Considérant donc l'expérience, en plus,
récente, qu'a connue le Québec avec la tragédie du lac Mégantic et l'incapacité
de la compagnie à fournir l'argent nécessaire pour nettoyer les dégâts, nous
demandons au gouvernement d'être prévoyant. Nous l'avons fait en octobre, le Parti
québécois l'a refusé, mais, comme, hier soir, le ministre des Affaires
municipales, je pense, conscient de ce problème, avec la lucidité qu'on lui
reconnaît — je parle de M. Sylvain Gaudreault — et surtout
attentif aux besoins exprimés par les municipalités qui sont très, très
inquiètes des conséquences que ça pourrait entraîner, le passage du pipeline
d'Enbridge...
Donc, nous allons demander aux députés de
l'Assemblée nationale, en toute cohérence, de faire adopter... de demander au
gouvernement fédéral d'adopter rapidement des initiatives permettant de
renforcer le régime de sécurité des pipelines annoncé le 3 juillet 2013 et
exiger, et c'est ça la demande spécifique, que les entreprises qui exploitent
les grandes conduites de pétrole brut déposent une garantie financière minimum
de 1 milliard de dollars et qu'elles fournissent une preuve d'assurance
suffisante pour couvrir l'intégralité des coûts de décontamination dans
l'éventualité où il arrive un déversement pétrolier majeur.

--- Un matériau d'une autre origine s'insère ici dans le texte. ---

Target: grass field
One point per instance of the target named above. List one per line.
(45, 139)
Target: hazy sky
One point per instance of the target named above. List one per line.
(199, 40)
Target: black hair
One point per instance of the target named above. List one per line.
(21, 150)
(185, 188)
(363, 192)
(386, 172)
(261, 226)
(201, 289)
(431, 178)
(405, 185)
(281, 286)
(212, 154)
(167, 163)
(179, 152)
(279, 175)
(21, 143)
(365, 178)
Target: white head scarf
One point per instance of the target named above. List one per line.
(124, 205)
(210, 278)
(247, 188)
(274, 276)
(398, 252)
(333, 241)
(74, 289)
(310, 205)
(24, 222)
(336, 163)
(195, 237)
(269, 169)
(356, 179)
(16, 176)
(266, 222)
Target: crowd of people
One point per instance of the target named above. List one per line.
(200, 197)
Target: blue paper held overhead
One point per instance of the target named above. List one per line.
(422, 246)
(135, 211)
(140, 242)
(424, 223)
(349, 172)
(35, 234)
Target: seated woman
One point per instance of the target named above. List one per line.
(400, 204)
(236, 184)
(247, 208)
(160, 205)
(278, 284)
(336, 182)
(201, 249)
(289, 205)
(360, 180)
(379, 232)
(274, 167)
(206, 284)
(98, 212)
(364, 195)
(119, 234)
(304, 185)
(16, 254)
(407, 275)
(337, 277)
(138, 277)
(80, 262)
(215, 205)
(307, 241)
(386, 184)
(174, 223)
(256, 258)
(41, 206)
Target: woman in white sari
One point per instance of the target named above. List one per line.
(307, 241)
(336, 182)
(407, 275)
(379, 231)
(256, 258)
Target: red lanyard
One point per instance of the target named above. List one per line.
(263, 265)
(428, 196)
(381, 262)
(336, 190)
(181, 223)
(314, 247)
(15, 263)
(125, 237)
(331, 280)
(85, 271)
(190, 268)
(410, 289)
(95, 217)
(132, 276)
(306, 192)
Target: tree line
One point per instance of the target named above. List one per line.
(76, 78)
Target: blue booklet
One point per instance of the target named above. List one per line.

Ça, c'est afin
d'éviter les conséquences financières pour le public dans les cas de faillite d'entreprises,
notamment.
Je vous signale qu'hier en commission
parlementaire, ce qui nous a été démontré, c'est que, oui, le renversement du
pétrole... de la direction du flux du pipeline d'Enbridge, ça va être à
l'avantage des raffineries. Donc, les Québécois vont prendre des risques à
l'avantage des compagnies de raffinerie de pétrole. Personne n'a prétendu, même
les promoteurs du projet, qu'il y aura une quelconque différence pour les
Québécois. Le citoyen moyen, là, il n'y aura aucune différence dans sa facture.
C'est la facture des actionnaires des compagnies de raffinerie qui va baisser.
C'est eux qui vont faire les profits.
Nous, on assume les... Si jamais ce coup
de pouce que le gouvernement du Parti québécois veut donner au pétrole sale de
l'Alberta va de l'avant, bien, c'est les Québécois qui en assument les risques,
et je pense que le minimum, c'est de se faire respecter puis d'avoir des
garanties financières, comme n'importe quel acquéreur de maison va devoir...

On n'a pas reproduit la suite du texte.